There were 268 households, out of which 33.2% had children under the age of 18 living with them, 69.4% were married couples living together, 3.4% had a female householder with no husband present, and 22.0% were non-families. 16.8% of all households were made up of individuals, and 9.3% had someone living alone who was 65 years of age or older. The average household size was 2.61 and the average family size was 2.92.

In the township the population was spread out, with 24.3% under the age of 18, 6.6% from 18 to 24, 28.3% from 25 to 44, 27.1% from 45 to 64, and 13.7% who were 65 years of age or older. The median age was 40 years. For every 100 females, there were 105.3 males. For every 100 females age 18 and over, there were 103.1 males.
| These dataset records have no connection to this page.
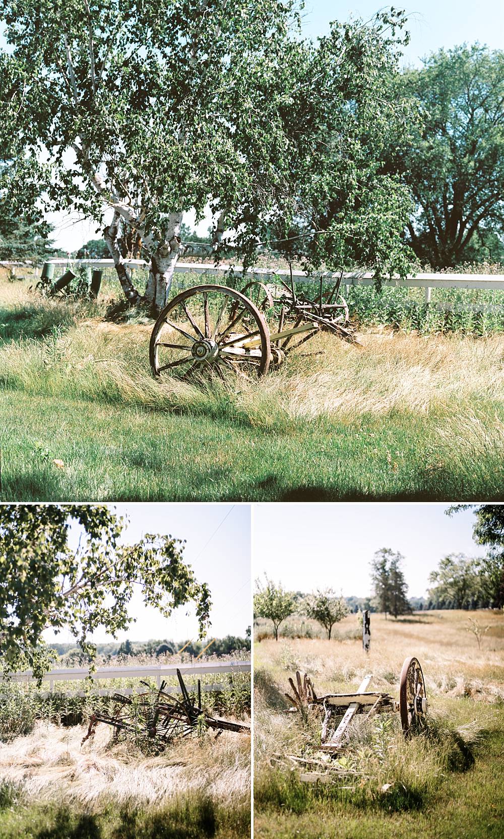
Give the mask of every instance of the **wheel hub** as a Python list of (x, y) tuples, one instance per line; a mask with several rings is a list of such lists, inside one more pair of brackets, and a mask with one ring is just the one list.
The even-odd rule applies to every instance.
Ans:
[(197, 362), (213, 362), (218, 354), (218, 345), (212, 338), (195, 341), (191, 347), (191, 354)]

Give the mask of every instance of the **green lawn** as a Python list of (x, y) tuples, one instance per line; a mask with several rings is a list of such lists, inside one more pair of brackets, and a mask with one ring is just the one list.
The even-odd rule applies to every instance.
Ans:
[[(442, 417), (243, 420), (4, 390), (3, 501), (498, 498), (502, 465), (440, 460)], [(65, 466), (59, 468), (53, 460)]]
[(187, 795), (150, 808), (110, 804), (99, 812), (69, 805), (29, 804), (0, 785), (0, 839), (246, 839), (250, 810)]
[[(504, 823), (504, 714), (486, 732), (475, 750), (475, 763), (465, 771), (438, 779), (438, 791), (428, 803), (412, 802), (411, 809), (389, 812), (381, 805), (362, 808), (349, 800), (311, 796), (295, 812), (256, 805), (255, 839), (501, 839)], [(414, 748), (413, 746), (412, 748)]]

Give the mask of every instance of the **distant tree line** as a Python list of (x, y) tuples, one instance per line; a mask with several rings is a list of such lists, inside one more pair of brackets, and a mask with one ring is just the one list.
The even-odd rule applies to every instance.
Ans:
[(288, 591), (281, 583), (256, 581), (254, 596), (255, 618), (273, 623), (278, 640), (281, 623), (297, 614), (317, 621), (328, 638), (334, 623), (349, 612), (381, 612), (397, 618), (423, 609), (476, 609), (504, 607), (504, 506), (501, 504), (457, 504), (447, 510), (449, 515), (473, 508), (475, 521), (473, 536), (478, 545), (487, 548), (486, 556), (471, 558), (463, 554), (449, 554), (432, 571), (433, 584), (428, 597), (407, 597), (407, 584), (402, 571), (404, 557), (391, 548), (377, 550), (371, 561), (371, 597), (338, 597), (331, 589), (318, 590), (311, 595)]

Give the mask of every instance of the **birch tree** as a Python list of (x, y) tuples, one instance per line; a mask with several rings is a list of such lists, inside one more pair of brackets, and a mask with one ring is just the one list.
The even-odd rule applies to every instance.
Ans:
[[(83, 654), (99, 627), (115, 637), (129, 628), (129, 605), (141, 591), (165, 617), (195, 607), (200, 637), (208, 625), (210, 592), (183, 561), (184, 544), (168, 534), (121, 543), (125, 522), (101, 504), (0, 506), (0, 670), (33, 668), (41, 680), (54, 659), (43, 633), (67, 628)], [(81, 539), (74, 545), (71, 525)], [(75, 540), (74, 540), (75, 541)]]
[(213, 251), (232, 240), (245, 267), (268, 231), (301, 222), (308, 267), (406, 272), (407, 193), (379, 165), (407, 123), (387, 81), (400, 13), (334, 24), (318, 44), (295, 0), (5, 0), (3, 17), (0, 135), (50, 166), (48, 206), (103, 228), (131, 302), (123, 228), (159, 310), (183, 215), (208, 206)]

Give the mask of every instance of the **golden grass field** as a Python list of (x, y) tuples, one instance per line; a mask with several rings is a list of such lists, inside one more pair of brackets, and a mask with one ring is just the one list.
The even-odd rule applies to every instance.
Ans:
[[(490, 629), (481, 641), (468, 618)], [(292, 623), (292, 619), (290, 619)], [(261, 622), (260, 632), (267, 622)], [(504, 817), (504, 618), (501, 612), (436, 611), (385, 619), (371, 614), (371, 649), (362, 650), (355, 615), (338, 624), (343, 639), (263, 639), (255, 645), (255, 831), (256, 839), (501, 836)], [(355, 631), (357, 629), (357, 632)], [(346, 636), (346, 638), (345, 638)], [(318, 693), (368, 690), (398, 699), (403, 659), (416, 656), (429, 700), (427, 727), (405, 740), (398, 714), (351, 724), (344, 753), (349, 780), (301, 784), (289, 755), (321, 759), (314, 711), (286, 715), (289, 676), (307, 672)], [(341, 768), (341, 767), (340, 767)]]

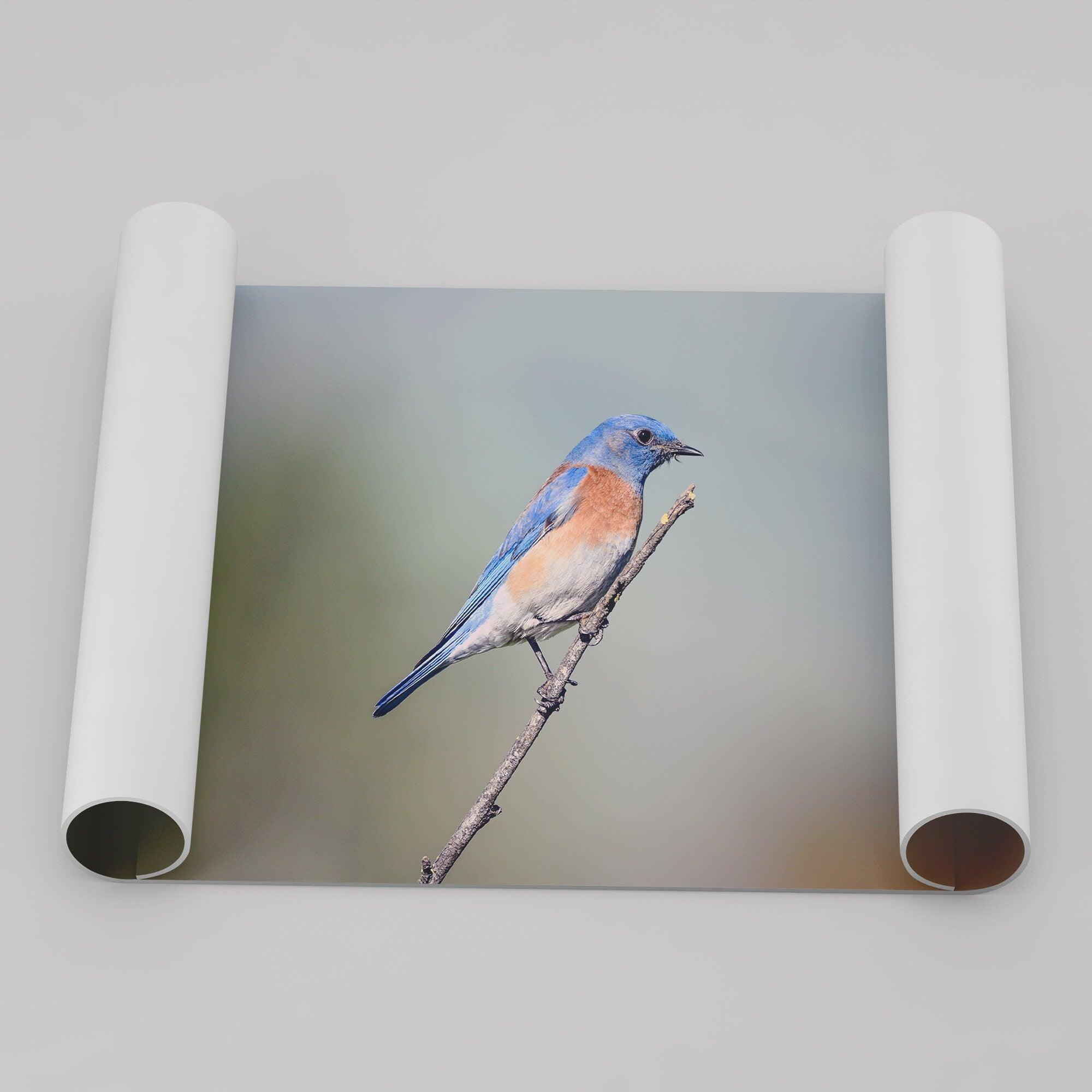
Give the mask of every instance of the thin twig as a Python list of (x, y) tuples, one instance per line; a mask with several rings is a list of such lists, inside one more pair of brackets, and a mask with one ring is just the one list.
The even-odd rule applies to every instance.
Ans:
[(489, 779), (489, 783), (482, 791), (482, 795), (474, 802), (474, 806), (466, 812), (466, 818), (459, 824), (454, 834), (448, 839), (448, 844), (440, 851), (436, 860), (425, 857), (422, 862), (419, 883), (435, 886), (442, 883), (443, 878), (451, 870), (451, 866), (459, 859), (460, 854), (471, 843), (471, 839), (490, 820), (500, 815), (497, 806), (497, 797), (500, 796), (505, 785), (508, 784), (512, 774), (515, 773), (524, 755), (531, 750), (531, 745), (538, 738), (546, 722), (557, 712), (561, 702), (565, 701), (565, 689), (569, 684), (570, 676), (580, 663), (590, 644), (598, 644), (603, 637), (603, 630), (607, 624), (607, 615), (614, 610), (621, 593), (637, 579), (637, 574), (644, 568), (644, 562), (652, 557), (655, 548), (663, 542), (664, 535), (674, 526), (675, 521), (689, 512), (693, 508), (693, 486), (684, 489), (678, 500), (672, 505), (670, 510), (660, 518), (656, 529), (645, 539), (644, 545), (630, 558), (627, 566), (621, 570), (615, 582), (607, 590), (607, 593), (580, 620), (579, 632), (569, 645), (569, 651), (557, 665), (557, 669), (546, 680), (538, 690), (538, 703), (535, 715), (527, 722), (527, 726), (520, 734), (519, 739), (512, 744), (512, 749), (508, 757), (500, 764), (500, 769)]

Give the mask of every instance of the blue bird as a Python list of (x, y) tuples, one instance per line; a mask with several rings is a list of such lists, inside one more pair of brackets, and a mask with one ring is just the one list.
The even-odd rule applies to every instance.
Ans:
[(376, 703), (383, 716), (467, 656), (538, 642), (591, 610), (633, 553), (645, 478), (678, 455), (700, 455), (652, 417), (603, 422), (566, 456), (523, 510), (436, 646)]

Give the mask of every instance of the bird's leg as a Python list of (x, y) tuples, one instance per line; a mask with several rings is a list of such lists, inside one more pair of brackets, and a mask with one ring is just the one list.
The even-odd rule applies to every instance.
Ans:
[[(549, 664), (546, 663), (546, 657), (543, 655), (543, 650), (538, 648), (538, 642), (533, 638), (527, 638), (527, 644), (531, 645), (531, 651), (535, 654), (538, 661), (538, 666), (546, 673), (546, 681), (548, 682), (553, 677), (554, 673), (549, 669)], [(545, 684), (544, 684), (545, 685)], [(574, 679), (569, 679), (569, 686), (575, 686)]]
[(546, 657), (543, 655), (543, 650), (538, 648), (538, 642), (533, 637), (529, 637), (527, 644), (531, 645), (531, 651), (535, 654), (538, 666), (546, 673), (546, 678), (549, 678), (554, 673), (549, 669), (549, 664), (546, 663)]
[[(546, 675), (546, 681), (538, 688), (538, 712), (543, 715), (553, 712), (555, 709), (561, 708), (561, 702), (565, 701), (565, 689), (555, 699), (547, 697), (546, 687), (550, 685), (554, 679), (554, 673), (549, 669), (549, 664), (546, 663), (546, 657), (543, 655), (543, 650), (538, 648), (538, 642), (533, 638), (527, 638), (527, 644), (531, 645), (531, 651), (535, 654), (535, 658), (538, 661), (538, 666), (542, 667)], [(569, 679), (569, 685), (575, 686), (577, 684)]]
[[(589, 612), (590, 614), (591, 612)], [(610, 625), (609, 619), (604, 618), (598, 629), (587, 629), (587, 615), (580, 616), (580, 636), (591, 644), (598, 644), (603, 640), (603, 630)]]

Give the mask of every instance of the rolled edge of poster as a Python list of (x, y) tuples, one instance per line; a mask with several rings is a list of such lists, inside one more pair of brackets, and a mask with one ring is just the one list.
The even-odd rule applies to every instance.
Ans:
[(1001, 245), (928, 213), (885, 265), (900, 852), (981, 891), (1031, 853)]
[(61, 820), (115, 879), (190, 848), (236, 253), (183, 202), (121, 235)]

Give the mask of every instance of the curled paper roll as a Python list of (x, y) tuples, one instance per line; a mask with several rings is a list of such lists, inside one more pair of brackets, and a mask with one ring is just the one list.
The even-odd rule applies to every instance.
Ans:
[(121, 237), (62, 814), (119, 879), (190, 847), (235, 262), (199, 205)]
[(886, 289), (900, 850), (982, 890), (1031, 848), (1000, 241), (917, 216)]

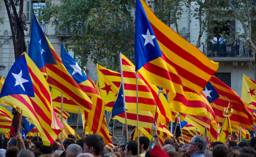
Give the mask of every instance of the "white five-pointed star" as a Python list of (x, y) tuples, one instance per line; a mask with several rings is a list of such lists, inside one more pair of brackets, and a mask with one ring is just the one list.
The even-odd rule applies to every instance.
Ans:
[(212, 97), (211, 97), (211, 95), (210, 95), (210, 93), (211, 93), (212, 91), (212, 91), (208, 91), (208, 90), (207, 89), (206, 87), (205, 87), (205, 91), (203, 91), (203, 93), (204, 93), (204, 94), (205, 95), (206, 97), (210, 97), (210, 98), (212, 98)]
[(11, 74), (13, 75), (15, 79), (16, 79), (16, 82), (15, 83), (14, 87), (15, 87), (17, 85), (20, 85), (20, 87), (22, 87), (23, 91), (25, 91), (25, 89), (24, 89), (24, 87), (23, 86), (22, 83), (29, 82), (29, 81), (26, 80), (26, 79), (22, 78), (22, 70), (20, 70), (20, 72), (18, 74), (14, 74), (12, 72), (11, 72)]
[(81, 76), (83, 76), (83, 74), (82, 74), (82, 71), (81, 71), (81, 68), (78, 66), (77, 63), (76, 62), (75, 63), (75, 65), (72, 65), (72, 64), (69, 64), (70, 66), (72, 67), (72, 68), (73, 68), (73, 73), (72, 73), (72, 75), (75, 74), (75, 73), (78, 73)]
[(145, 44), (144, 46), (146, 46), (148, 43), (150, 43), (154, 47), (155, 45), (154, 44), (153, 40), (156, 38), (154, 36), (151, 36), (150, 30), (148, 28), (147, 34), (143, 35), (141, 34), (143, 38), (145, 38)]

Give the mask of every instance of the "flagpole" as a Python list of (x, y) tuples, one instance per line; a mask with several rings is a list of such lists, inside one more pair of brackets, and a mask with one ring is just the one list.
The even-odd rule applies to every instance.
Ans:
[[(137, 76), (137, 72), (136, 71), (136, 93), (137, 93), (137, 135), (139, 136), (139, 97), (138, 97), (138, 76)], [(138, 155), (139, 156), (139, 138), (137, 138), (137, 146), (138, 146)]]
[(77, 113), (77, 119), (76, 121), (76, 136), (75, 136), (75, 143), (77, 141), (77, 136), (78, 136), (78, 120), (79, 120), (79, 113), (80, 112), (80, 107), (78, 107), (78, 113)]
[[(63, 125), (63, 93), (61, 93), (61, 124)], [(61, 130), (61, 144), (63, 144), (63, 130)]]
[[(20, 121), (19, 121), (19, 127), (18, 127), (18, 132), (19, 132), (20, 131), (22, 130), (21, 125), (22, 125), (22, 109), (21, 109), (20, 111)], [(17, 146), (18, 146), (18, 141), (17, 140)]]
[[(125, 105), (125, 87), (123, 85), (123, 68), (122, 68), (122, 54), (120, 53), (119, 54), (120, 57), (120, 69), (121, 69), (121, 81), (122, 81), (122, 85), (123, 85), (123, 110), (125, 110), (125, 131), (126, 131), (126, 142), (129, 142), (129, 137), (128, 137), (128, 125), (127, 125), (127, 115), (126, 114), (126, 105)], [(136, 83), (137, 82), (137, 72), (136, 72)], [(111, 113), (112, 114), (112, 113)], [(138, 125), (139, 128), (139, 125)], [(139, 151), (138, 152), (139, 152)]]

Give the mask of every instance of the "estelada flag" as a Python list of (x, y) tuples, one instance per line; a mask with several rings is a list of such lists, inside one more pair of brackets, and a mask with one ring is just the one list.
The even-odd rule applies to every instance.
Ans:
[(242, 100), (256, 109), (256, 82), (245, 74), (243, 77)]
[(42, 135), (43, 144), (52, 145), (63, 128), (51, 105), (50, 89), (41, 72), (26, 53), (14, 62), (0, 94), (30, 118)]

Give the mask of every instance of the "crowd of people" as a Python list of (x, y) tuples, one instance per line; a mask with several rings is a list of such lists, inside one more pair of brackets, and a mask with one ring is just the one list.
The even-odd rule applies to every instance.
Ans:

The median income for a household in the township was $51,750, and the median income for a family was $54,896. Males had a median income of $36,250 versus $26,094 for females. The per capita income for the township was $20,191. About 0.9% of families and 2.2% of the population were below the poverty line, including 2.1% of those under the age of 18 and 2.2% of those 65 and older.